To get a sense for the challenges posed by imaging data and the utility of these automated methods here are some gifs that illustrate the analysis of optical data using this tool. The data presented in this post is calcium imaging data taken from Takaki Komiyama's lab from Akinori Mitani.
So making sense of data like this is quite a challenge. The standard method of extracting signals is to manually draw ROIs (Regions of Interest) around each cell. This is tedious and can miss signals. Further, some somas are not even in focus and the cells can be missed. PCA and ICA are automated techniques which can greatly aid in the extraction of the optical signals.
PCA looks at the correlations in the data and shows ensembles of cells which share certain activity patterns. ICP can be used to browse the PCs:
ICA looks for signals that are maximally independent. This can be used to extract the signals coming from individual cells.
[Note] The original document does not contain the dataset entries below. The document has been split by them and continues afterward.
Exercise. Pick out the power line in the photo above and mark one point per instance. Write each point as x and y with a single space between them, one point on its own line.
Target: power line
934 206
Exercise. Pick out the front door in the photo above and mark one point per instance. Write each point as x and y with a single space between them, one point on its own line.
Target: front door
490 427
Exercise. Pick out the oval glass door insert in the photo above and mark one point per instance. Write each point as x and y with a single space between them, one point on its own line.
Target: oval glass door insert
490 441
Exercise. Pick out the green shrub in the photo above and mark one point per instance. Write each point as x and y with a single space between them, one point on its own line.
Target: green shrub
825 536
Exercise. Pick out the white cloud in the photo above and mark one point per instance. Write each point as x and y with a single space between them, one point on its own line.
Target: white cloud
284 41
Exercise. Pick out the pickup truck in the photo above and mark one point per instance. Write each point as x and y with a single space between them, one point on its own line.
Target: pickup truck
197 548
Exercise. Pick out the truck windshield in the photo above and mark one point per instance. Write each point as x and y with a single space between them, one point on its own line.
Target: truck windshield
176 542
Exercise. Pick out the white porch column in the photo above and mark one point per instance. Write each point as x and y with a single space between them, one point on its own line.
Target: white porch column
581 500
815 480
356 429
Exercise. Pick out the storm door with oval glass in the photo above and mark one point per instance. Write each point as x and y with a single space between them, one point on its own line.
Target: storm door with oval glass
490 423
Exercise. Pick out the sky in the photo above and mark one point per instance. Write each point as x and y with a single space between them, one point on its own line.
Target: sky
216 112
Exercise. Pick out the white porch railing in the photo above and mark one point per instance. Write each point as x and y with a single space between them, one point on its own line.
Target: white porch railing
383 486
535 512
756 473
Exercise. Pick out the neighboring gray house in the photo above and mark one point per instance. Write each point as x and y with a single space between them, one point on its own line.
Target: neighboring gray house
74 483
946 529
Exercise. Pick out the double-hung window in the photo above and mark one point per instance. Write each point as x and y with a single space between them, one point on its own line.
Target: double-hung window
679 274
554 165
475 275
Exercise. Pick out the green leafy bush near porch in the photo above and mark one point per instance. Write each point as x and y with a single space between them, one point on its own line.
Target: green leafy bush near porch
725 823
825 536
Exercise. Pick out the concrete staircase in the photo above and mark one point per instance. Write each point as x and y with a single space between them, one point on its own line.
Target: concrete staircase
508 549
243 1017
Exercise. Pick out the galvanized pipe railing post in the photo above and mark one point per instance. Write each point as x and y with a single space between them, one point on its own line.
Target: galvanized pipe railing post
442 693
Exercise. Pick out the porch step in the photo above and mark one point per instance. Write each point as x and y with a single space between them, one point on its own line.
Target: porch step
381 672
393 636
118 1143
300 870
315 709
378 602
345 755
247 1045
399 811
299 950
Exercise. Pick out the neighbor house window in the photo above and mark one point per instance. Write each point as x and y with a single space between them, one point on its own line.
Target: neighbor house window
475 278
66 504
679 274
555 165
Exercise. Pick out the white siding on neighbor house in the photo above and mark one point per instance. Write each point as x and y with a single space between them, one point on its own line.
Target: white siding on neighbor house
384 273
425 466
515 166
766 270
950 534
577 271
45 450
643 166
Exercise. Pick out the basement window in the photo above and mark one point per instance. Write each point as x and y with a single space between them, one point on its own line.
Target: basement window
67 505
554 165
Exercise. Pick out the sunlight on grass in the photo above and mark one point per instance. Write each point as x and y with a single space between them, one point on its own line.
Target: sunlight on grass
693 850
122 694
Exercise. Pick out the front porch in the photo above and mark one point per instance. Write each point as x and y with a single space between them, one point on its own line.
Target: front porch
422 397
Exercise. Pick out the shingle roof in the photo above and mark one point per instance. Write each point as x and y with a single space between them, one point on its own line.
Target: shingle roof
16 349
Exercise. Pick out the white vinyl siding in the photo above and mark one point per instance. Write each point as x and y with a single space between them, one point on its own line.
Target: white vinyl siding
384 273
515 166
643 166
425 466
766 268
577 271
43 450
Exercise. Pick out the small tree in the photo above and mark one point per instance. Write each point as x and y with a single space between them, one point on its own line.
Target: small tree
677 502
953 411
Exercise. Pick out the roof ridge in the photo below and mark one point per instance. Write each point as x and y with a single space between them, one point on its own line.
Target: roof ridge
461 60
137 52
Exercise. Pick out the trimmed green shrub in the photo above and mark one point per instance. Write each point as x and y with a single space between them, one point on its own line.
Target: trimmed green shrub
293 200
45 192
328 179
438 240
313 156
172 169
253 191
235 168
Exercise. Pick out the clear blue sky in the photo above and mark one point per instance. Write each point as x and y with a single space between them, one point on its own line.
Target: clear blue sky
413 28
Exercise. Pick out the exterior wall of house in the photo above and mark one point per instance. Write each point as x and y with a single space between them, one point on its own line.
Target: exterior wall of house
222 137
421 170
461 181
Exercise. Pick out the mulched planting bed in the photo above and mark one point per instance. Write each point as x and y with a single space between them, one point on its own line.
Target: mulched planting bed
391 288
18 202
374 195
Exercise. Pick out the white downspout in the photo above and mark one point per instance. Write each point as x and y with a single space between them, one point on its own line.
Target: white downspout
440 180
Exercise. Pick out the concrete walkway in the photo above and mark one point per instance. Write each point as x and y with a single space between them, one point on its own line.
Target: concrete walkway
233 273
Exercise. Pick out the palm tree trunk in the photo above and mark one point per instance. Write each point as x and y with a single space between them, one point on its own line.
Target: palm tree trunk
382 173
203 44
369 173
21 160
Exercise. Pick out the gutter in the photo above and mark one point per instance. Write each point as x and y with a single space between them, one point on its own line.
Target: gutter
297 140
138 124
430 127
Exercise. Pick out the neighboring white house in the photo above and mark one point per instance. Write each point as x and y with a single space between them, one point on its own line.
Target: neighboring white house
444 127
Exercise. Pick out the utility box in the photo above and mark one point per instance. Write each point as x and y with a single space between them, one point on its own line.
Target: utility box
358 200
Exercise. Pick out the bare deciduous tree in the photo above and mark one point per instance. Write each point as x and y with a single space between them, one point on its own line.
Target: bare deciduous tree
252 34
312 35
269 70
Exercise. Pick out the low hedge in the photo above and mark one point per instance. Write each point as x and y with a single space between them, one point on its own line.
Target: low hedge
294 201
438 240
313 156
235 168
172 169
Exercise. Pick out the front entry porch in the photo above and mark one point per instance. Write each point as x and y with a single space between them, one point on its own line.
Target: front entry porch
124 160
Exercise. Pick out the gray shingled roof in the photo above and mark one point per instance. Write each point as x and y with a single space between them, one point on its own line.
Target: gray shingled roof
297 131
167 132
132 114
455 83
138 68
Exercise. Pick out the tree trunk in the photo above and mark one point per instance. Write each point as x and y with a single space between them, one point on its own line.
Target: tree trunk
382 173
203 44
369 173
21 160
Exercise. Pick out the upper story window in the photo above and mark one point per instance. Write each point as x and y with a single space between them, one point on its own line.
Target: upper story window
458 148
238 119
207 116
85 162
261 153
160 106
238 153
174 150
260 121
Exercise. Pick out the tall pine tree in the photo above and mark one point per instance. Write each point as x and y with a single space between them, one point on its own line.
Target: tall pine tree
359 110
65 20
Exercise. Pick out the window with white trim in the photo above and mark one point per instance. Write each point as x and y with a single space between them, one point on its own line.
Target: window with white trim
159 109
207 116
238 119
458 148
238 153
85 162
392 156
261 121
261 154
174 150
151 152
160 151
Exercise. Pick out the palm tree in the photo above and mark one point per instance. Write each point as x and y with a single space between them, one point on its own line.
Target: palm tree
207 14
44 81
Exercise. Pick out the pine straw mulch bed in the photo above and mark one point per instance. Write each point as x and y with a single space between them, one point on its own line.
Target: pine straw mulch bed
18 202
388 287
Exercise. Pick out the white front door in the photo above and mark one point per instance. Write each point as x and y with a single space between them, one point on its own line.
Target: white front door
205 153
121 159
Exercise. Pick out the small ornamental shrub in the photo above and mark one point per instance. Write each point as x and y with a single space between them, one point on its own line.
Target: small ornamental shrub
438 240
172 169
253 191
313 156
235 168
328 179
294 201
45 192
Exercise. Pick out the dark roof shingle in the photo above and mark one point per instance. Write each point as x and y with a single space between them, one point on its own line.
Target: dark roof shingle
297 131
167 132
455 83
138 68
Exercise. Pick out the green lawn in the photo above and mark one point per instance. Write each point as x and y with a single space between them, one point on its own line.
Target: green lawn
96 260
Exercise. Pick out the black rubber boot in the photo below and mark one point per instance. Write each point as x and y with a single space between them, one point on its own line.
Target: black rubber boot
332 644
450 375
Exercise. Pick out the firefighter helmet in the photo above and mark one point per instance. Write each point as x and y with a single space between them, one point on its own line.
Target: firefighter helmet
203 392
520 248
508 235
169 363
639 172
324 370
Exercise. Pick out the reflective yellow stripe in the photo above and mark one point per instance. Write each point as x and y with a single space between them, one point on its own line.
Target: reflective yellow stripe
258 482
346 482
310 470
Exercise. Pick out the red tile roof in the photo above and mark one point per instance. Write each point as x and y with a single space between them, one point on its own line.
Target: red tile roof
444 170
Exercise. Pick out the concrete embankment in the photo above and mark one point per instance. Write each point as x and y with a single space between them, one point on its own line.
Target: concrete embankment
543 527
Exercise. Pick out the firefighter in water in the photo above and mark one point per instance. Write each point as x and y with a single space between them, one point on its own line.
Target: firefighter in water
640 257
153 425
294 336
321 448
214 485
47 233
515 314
Part of what makes this analysis useful is that no manual ROIs have to be drawn to extract cellular signals. This is especially useful for cells whose somas are not in focus, but have large axons/dendrites in the image. It would be a challenge just to draw an ROI around such cells, but the ICA algorithm can pull them out automatically.
ICA can further isolate noise components from signal components. However, ICA is naive to the difference between cellular signals and components from noise. The results must be filtered manually by hand, or simple algorithms could be used to pull out desired signals from noise signals (i.e. looking for spatially localized components). Here is an example of a noise component from this dataset:
The diagonal corrigated lines is likely an artifact from the two-photon acquisition (or possibly because of a motion-correction algorithm). You can see it pop-up for a few frames in the raw data. ICA pulls this noise out and it can be separated from the signals of interest.